In the second reading of today’s Mass the hymn to Charity insists on telling us that “without love” our best actions are really of no great value. This passage of the second letter of Saint Paul to the Corinthians is a favorite of Christians of all time, all around the world. Unfortunately, it is not easy for any of us to practice it consistently. To say that the good folks of Nazareth acted “without love” in today’s Gospel would be a gross understatement. Sure, Our Lord said a few things that irked them. He stated facts, though. He did not fabricate fake news and He did not speak “without love” for His people. Jesus does not argue in order to win at any cost. He certainly does not hate any one of God’s children, so no hate speech will ever come out of his mouth… Yet He did enough to trigger everyone in that assembly. When we read this passage carefully we are utterly amazed at the speed in which Jesus’ countrymen transitioned from a state of admiration (“and he won the approval of all, and they were astonished by the gracious words that came from his lips”) to one of promoting a violent homicide: “and they took him up to the brow of the hill their town was built on, intending to throw him down the cliff”. This behavior typifies the angry mob.
Brothers and sisters, beware! We are living in a time when this sort of crowd mentality is getting the best of people all across the globe.
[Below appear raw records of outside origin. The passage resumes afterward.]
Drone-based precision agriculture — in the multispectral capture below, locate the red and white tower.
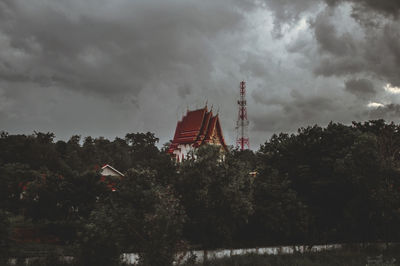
[236,81,250,151]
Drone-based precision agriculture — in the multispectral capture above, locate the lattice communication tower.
[236,81,250,151]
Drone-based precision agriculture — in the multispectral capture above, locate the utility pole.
[236,81,250,151]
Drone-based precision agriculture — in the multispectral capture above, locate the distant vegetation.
[0,120,400,265]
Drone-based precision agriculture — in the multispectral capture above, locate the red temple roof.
[168,107,226,154]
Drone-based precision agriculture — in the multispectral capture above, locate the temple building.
[168,106,226,162]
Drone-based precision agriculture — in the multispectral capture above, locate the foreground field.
[186,247,400,266]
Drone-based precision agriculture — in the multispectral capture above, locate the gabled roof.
[168,106,226,154]
[101,164,124,176]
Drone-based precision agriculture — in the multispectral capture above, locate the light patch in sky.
[383,83,400,94]
[367,102,385,108]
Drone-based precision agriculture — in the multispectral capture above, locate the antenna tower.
[236,81,250,151]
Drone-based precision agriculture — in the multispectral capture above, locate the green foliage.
[175,146,253,248]
[0,209,10,263]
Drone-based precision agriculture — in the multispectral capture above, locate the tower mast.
[236,81,250,151]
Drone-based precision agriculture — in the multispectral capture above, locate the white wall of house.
[101,167,120,176]
[174,144,194,162]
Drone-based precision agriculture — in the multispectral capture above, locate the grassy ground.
[186,247,400,266]
[0,245,400,266]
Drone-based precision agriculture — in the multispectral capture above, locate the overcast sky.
[0,0,400,149]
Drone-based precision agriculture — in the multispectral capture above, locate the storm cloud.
[0,0,400,148]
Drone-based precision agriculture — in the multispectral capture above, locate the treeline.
[0,120,400,265]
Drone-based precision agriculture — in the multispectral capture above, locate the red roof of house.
[168,107,226,154]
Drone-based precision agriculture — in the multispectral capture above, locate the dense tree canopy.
[0,120,400,265]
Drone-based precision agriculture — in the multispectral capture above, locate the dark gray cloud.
[345,79,376,99]
[368,103,400,121]
[0,0,400,148]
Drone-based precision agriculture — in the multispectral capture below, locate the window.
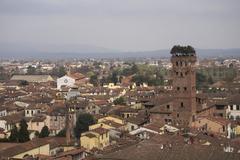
[131,126,134,130]
[167,105,170,109]
[236,105,240,110]
[181,102,183,107]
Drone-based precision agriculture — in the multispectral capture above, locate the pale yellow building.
[80,127,110,150]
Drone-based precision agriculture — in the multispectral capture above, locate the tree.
[113,97,125,105]
[8,125,18,142]
[74,113,95,138]
[39,126,50,138]
[27,66,36,74]
[56,128,66,137]
[18,119,30,143]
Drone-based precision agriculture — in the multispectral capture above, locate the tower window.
[167,105,170,109]
[181,102,183,107]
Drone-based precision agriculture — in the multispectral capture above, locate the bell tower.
[171,46,197,127]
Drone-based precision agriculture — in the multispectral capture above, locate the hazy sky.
[0,0,240,52]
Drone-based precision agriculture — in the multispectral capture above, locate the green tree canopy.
[18,119,30,143]
[74,113,95,138]
[39,126,50,138]
[56,128,66,137]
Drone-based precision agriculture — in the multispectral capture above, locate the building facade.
[171,46,197,126]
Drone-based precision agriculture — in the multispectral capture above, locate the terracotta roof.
[91,127,108,135]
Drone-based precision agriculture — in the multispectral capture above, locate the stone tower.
[171,46,197,127]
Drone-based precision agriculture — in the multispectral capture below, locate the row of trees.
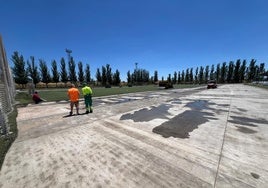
[11,52,121,87]
[12,52,268,86]
[165,59,268,84]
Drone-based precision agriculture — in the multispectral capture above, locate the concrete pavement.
[0,84,268,188]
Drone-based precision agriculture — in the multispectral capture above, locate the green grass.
[0,85,199,169]
[16,85,202,105]
[0,107,18,170]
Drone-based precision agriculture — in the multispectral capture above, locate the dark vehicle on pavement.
[207,80,217,89]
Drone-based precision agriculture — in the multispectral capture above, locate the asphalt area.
[0,84,268,188]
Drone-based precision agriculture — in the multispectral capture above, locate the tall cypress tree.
[51,60,60,86]
[85,64,91,83]
[39,59,51,88]
[78,61,85,83]
[227,61,234,83]
[220,62,226,83]
[60,57,68,86]
[69,57,77,83]
[11,51,28,88]
[234,59,241,83]
[27,56,40,87]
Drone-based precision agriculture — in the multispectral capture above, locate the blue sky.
[0,0,268,80]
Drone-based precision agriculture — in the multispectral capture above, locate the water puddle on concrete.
[120,104,171,122]
[228,116,268,127]
[120,100,224,138]
[236,126,257,134]
[153,100,216,138]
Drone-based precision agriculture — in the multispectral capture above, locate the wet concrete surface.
[0,85,268,188]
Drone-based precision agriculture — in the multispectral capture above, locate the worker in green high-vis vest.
[82,83,93,114]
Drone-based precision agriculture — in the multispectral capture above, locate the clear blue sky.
[0,0,268,80]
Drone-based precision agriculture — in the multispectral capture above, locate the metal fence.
[0,36,16,135]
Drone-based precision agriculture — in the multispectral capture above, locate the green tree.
[39,59,51,88]
[172,71,177,84]
[194,67,199,84]
[27,56,40,87]
[220,62,226,83]
[215,63,221,82]
[167,74,171,83]
[101,66,107,86]
[106,64,113,85]
[154,70,158,82]
[11,51,28,88]
[190,68,194,84]
[85,64,91,83]
[205,65,209,82]
[51,60,60,86]
[113,69,121,86]
[227,61,234,83]
[248,59,256,82]
[259,63,265,81]
[78,61,85,83]
[198,66,204,84]
[69,57,77,83]
[127,71,132,85]
[181,70,185,84]
[239,60,247,82]
[185,68,190,84]
[60,58,68,86]
[96,68,102,85]
[209,65,215,80]
[234,59,241,83]
[178,71,181,84]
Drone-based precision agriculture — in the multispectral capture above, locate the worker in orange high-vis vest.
[82,83,93,114]
[68,84,80,116]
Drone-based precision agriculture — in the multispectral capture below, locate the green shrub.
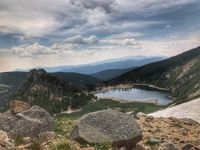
[14,135,24,146]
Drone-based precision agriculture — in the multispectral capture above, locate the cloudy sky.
[0,0,200,72]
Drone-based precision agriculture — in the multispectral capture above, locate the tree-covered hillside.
[108,47,200,102]
[12,69,93,113]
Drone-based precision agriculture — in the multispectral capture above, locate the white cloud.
[12,43,59,57]
[122,38,138,46]
[65,35,98,44]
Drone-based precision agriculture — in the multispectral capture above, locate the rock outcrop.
[71,110,142,150]
[148,98,200,123]
[0,130,15,150]
[137,116,200,150]
[10,100,31,114]
[0,101,53,137]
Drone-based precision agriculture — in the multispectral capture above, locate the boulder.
[182,143,199,150]
[159,143,180,150]
[136,112,146,119]
[0,106,54,137]
[0,130,15,150]
[10,100,31,114]
[70,110,142,149]
[149,137,161,144]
Feeling triggered by someone else’s speech and “blazing into flames” of justice-fueled outrage is all it takes to play the victim card and be awarded the right to target the “opposition” as the enemy, the one we can righteously hate. The enemy is now something less than a human being; he’s basically a Nazi and we can effectively exclude him from the human race without compromising our own humanity. We are pure, for our reactions are beyond reproach…
One day, a long time ago, Jesus was treated as such a despicable person that he was deemed worthy of being hurled down a cliff head first. A few years later, He was crucified, having been excluded from membership to God’s people and stripped of any human dignity.
For a number of reasons, the world today is extremely polarized and we all run the risk of adopting the type of behavior that I have described above. The anonymity of the internet might have a lot to do with it, but the Gospel shows us that the internet is not the source of this type of thing. In a post-war era, ripe with lessons of grave concern over strong nationalism, we have tried to build a world where our identity is no longer a source of friction with others, let alone send us back into war. That is a dangerous illusion. Jesus has a strong identity and He has “words” to say to people. He will always “rustle some feathers” and there will be very strong reactions to His Words. But, beware brothers and sisters, that we ourselves do not become like this angry crowd we saw today!